Siyaset yaman çelişkilerle dolu. Çok aktörlü bir satranç
siyaset; zihinde kurgulandığı gibi gitmiyor. 7 Haziran seçimleri
MHP'yi kilit parti haline getirmişti. Bu kilit hali, Bahçeli'nin
izlediği stratejinin çelişkileri yüzünden kendi kendine kırıldı.
Bahçeli, koalisyon seçeneklerini kilitleyebilse de ana amaçlarına
ulaşamadı. Hatta önceki halinden daha geriye düşmüş bir
durumda.
Şöyle izah edeyim: Bahçeli en başından itibaren muhalefette kalmayı
tercih etti ve diğer partilere koalisyon kurmalarını öğütledi.
CHP ve AK Parti'nin "koalisyon ya da hiç olmazsa seçim hükümeti
kuralım" önerilerini şiddetle reddetti. Amacı, her halinden zor
olacağı belli herhangi bir hükümetin içinde yer almamaktı. Diğer
partilere koalisyon kurdurarak olası erken seçimde ya iktidar ya da
ana muhalefet olmaktı. Siyaset satrancı istediği gibi
sonuçlanmadı.
Tekrar seçimlere gitmenin ana sorumluluğu büyük ölçüde MHP'nin
üstüne kaldı. MHP'nin bir amacı da HDP'yi oyun dışında bırakmaktı.

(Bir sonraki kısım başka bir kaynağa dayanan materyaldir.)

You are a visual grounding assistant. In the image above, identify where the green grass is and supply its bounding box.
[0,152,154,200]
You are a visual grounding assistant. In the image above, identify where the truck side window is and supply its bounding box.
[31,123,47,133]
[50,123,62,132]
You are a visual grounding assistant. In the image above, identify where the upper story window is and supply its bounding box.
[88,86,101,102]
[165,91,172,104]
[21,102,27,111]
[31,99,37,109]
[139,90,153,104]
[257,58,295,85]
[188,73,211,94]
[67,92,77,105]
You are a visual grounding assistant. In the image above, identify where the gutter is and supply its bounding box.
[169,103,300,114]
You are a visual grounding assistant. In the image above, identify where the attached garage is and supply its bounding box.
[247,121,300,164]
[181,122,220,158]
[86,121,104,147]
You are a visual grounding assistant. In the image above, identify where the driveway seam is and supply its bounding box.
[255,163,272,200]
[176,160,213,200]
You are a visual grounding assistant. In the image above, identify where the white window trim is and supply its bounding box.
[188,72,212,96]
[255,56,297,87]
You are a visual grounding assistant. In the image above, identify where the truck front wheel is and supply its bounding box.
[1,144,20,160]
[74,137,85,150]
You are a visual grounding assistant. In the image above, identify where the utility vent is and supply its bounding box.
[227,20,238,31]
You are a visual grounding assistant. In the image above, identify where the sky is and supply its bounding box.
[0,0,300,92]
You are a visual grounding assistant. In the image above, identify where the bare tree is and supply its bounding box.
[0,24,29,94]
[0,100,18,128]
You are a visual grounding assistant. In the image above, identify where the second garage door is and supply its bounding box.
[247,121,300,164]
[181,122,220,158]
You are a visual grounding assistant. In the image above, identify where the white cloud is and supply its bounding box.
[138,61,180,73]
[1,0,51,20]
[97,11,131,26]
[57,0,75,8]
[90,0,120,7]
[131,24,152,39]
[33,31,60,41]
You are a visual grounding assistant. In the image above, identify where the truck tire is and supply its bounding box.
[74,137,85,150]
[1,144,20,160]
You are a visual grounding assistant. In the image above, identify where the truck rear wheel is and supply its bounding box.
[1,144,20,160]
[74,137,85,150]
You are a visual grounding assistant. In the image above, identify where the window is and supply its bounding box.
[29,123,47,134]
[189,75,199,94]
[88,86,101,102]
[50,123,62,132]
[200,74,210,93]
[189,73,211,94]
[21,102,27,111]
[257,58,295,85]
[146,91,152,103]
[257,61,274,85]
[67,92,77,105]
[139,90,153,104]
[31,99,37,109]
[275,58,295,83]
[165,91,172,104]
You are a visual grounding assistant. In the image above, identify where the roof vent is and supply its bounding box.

Bu yüzden seçimlerden hemen sonra hızla HDP'yi ötekileştirdi ve
bütün koalisyon görüşmelerinin dışına itmeyi başardı. Ancak Meclis
içinden bir seçim hükümeti de çıkmayınca HDP'li milletvekillerinin
geçici bakanlar kurulunda yer alması önlenemedi. Bu durumu "AKP-PKK
el ele seçime" şeklinde sunacağını düşünen MHP'nin beklemediği bir
olay gerçekleşti.
Başbakan Davutoğlu'nun muhalefet partilerinden 11 milletvekiline
gönderdiği bakanlık davetini HDP'den iki vekilin yanı sıra MHP
genel başkan yardımcısı Tuğrul Türkeş de kabul etti. Böylece
MHP'nin AK Parti'yi HDP ile hükümete mahkûm etme ve bunu seçimde
kullanma stratejisi zayıflamış oldu.